Jtest promotes good Java hygiene

Combination of debugging and testing tools keeps your Java code squeaky-clean

Parasoft's Jtest is a combination static-code analysis tool and souped-up JUnit-style unit-testing environment for Java. Its primary raison d'etre is to eliminate bugs so you don't have to chase them down with a debugger. Its secondary use is as a regression testing tool, and this mixture of testing capabilities makes a powerful alloy.

Jtest automates two broad categories of testing: static and dynamic. The former is more properly called static analysis and involves examining your code for errors in syntax, style, standard, and usage, and other characteristics. Static analysis is driven by Jtest's library of rules, of which there are two general kinds: those that apply to specific Java constructs (such as Enterprise JavaBeans (EJB) or servlets) and those that apply to generic Java code (such as metrics or formatting). Jtest also allows you to create custom rules for enforcing coding guidelines specific to your company.

Jtest examines your code's generated class file, and—from the information it gathers—performs global static analysis to catch "soft errors" and poor coding practices, such as class fields that are never accessed.

Jtest's dynamic testing includes automatic generation of white-box and black-box test code. The product can generate white-box tests because it examines code directly. Jtest looks at your code, creates tests that might generate uncaught exceptions, and unleashes those tests, logging any exceptions and errors for later examination.

Black-box testing verifies that code functions according to specification. A black-box test knows nothing about the internals of the code, only that if you pass a method a specific set of inputs, the method should return a specific output.

Jtest's black-box test-case generation is guided by DbC (Design by Contract), a well-defined syntax for comments that describe a method's inputs and outputs and—to some degree—specify important expectations that the method and its caller can count on. For example, a DbC entry might define that a particular method take a reference to an array as input, and specify that the reference cannot be a null pointer. Jtest examines each method's DbC information and constructs JUnit-style black-box test cases.

Test-case-generating capabilities are reasonably elaborate in Jtest. For example, if a method takes a complex object as an input parameter (provided that the class definition for the object is in the classpath), Jtest will create test cases that do their best to construct test objects for the particular method. Also, Jtest automatically generates stubs for external code or code that employs a resource unavailable at test time.

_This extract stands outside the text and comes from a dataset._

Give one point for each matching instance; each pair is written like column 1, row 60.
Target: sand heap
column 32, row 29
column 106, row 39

If a method being tested relies on data read from a file, Jtest will create stub code that simulates the read operation so the test can be completed.

The version of Jtest I examined arrived integrated with the Eclipse development framework, but other versions plug into Borland's JBuilder and Together ControlCenter, IBM's VisualAge, IBM's WSAD (WebSphere Studio Application Developer), and Sun ONE Studio.

When you run the Eclipse-integrated version of Jtest against your source code, the tool performs static and dynamic testing in a single swoop, automatically generating and executing test cases (and any required stubs). All errors are then collected in the log window.

If the error is a coding-standard violation, you can double-click on its log entry and the source-code view is handily positioned at the offending line of code. Click on the light bulb icon in the margins, and a pair of dialogs open; one describes the violation, the other suggests a fix. Double-click on the suggested fix, and it's made for you.

Runtime errors in the log window describe the violation, identify the line where the error occurred, and can be opened to reveal test case information and a stack trace. The test case information reveals the call that caused the problem, as well as input and output parameters.

Jtest does its job well, but does stand some competition. WSAD already has code for generating JUnit tests, and there's freeware JUnit and several products for automating it. I wouldn't be surprised to see tools like Jtest ultimately subsumed into IDEs; several companies are already working on this, including Borland's move toward incorporating this sort of testing into JBuilder.

But until that type of integration happens, Jtest's clarity and ease of use make it the sort of tool that should be in every programmer's standard arsenal. Not only does it automate the creation and execution of JUnit-style unit tests, but its static and dynamic testing is roughly analogous to the grammar checking software found in word processors: it finds errors before they become big problems.

Rick Grehan is a contributing editor at InfoWorld, a JavaWorld affiliate.